Although stereoscopic vision was first described by the Greek mathematician Euclid (280 BC), it was not until the 1830s that Charles Wheatstone (inventor of the linear motor and concertina) described a device for the stereoscopic display of visual informations (Figure 2-2). Wheatstone's experiments were limited to drawings, because the photographic medium of his time, the daguerreotype, was difficult to illuminate evenly and could not produce sufficiently matched images because of long exposure times. In 1850, Brewster developed a stereoscope that used lenses for the direct viewing of photographs placed in a darkened box6 (Figure 2-3). Stereo viewing became a popular parlor pastime in Victorian England after Brewster introduced his lenticular stereoscope at the Great Exhibition of 1851.7 It was popularized in the United States after Oliver Wendell Holmes Sr. (physician, poet, and essayist) developed the familiar Holmes stereoscope.8A Holmes stereoscope could be used to appreciate, for example, the elaborate set of stereo fundus paintings that was published in three volumes by Oatman in 19138 (Figure 2-4).
FIGURE 2-2. An example of Wheatstone's original drawings pre-sented as an anaglyph. (Reprinted with permission from J Jones. Wonders of the Stereoscope. New York: Knopf, 1976.)
FIGURE 2-3. Brewster's stereo viewer remarkably resembles what we still use today. (Reprinted with permission from J Jones. Wonders of the Stereoscope. New York: Knopf, 1976.)

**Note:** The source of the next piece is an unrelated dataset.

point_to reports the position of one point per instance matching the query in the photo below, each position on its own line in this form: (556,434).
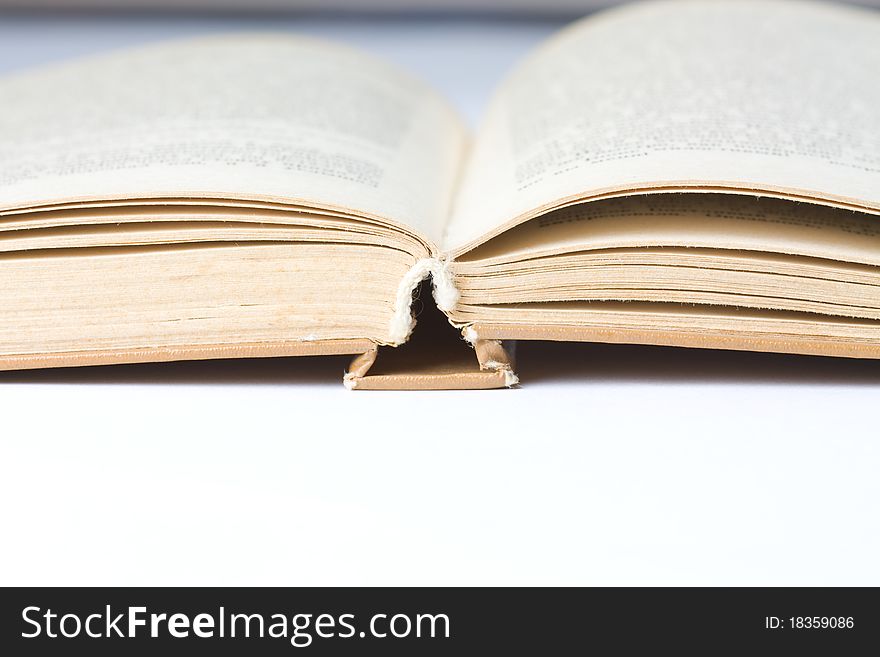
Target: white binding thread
(445,295)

FIGURE 2-4. Diagnostics of the Fundus Oculi, by Oatman, reproduced stereo fundus paintings and patient history on cards that fit the standard Holmes stereoscope. (Reprinted with permission from P3 Saine, ME Tyler. Ophthalmic Photography: A Textbook of Retinal Photography, Angiography, and Electronic Imaging. Boston: Butterworth-Heinemann, 1997;85.)
Sequential stereoscopic fundus photographs were first published in 1909, by Thorner9 (Figure 2-5). His elaborate technique called for, among other complications, flipping the camera upside down between exposures. A more practical sequential technique that involved side-to-side shifting was devised by Metzger in 1926.10 Simultaneous stereo fundus photography was introduced by Norton in 1953, although his fundus camera, which was based on the indirect ophthalmoscope, never became commercially available.11,12 The camera developed by Donaldson in 1964 used two sets of rhomboid prisms to split the light from a single front lens and direct it toward two different frames of film13 (Figure 2-6). Variations on this design are still used in the simultaneous stereo fundus camera manufactured by Nidek, Topcon, and Zeiss-Humphrey.
FIGURE 2-5. Thorner produced the first stereoscopic fundus photographs in 1909. (Reprinted with permission from W Thorner. Die stereoskopische photographie des augenhintesgrundes. Klin Monatsbl Augenheilkd 1927;78:338.)
FIGURE 2-6. A diagram of the Donaldson simultaneous stereoscopic fundus camera, which exposed a stereo pair with a single flash. (After an illustration from the operating instructions for the Donaldson simultaneous stereoscopic fundus camera.)
The first atlas of stereoscopic fundus photographs, in which descriptive text alternates with original photographic prints, was published in two volumes by Bedell in 1929.14 Bothman and Bennett's 1939 atlas, Stereoscopic Photographs of the Fundus Oculi, uses original photographs pasted on stereoscopic cards in a manner rem-iniscent of Oatman's work.15 In 1964, Blodi and Allen introduced View-Master reels as a method of reproducing stereoscopic retinal images for textbooks.16 Despite mediocre viewers and small, high-contrast images, this stereo reproduction technique was used throughout the 1970s. Another strategy that has gained popularity is to present 2 x 2 in., side-by-side images packaged with an inexpensive cardboard viewer, which significantly reduces the cost of producing an atlas compared to the expense of multiple View-Master reels.17
This book is the first ophthalmic atlas to use computer-generated anaglyphs to convey stereo angiographic information.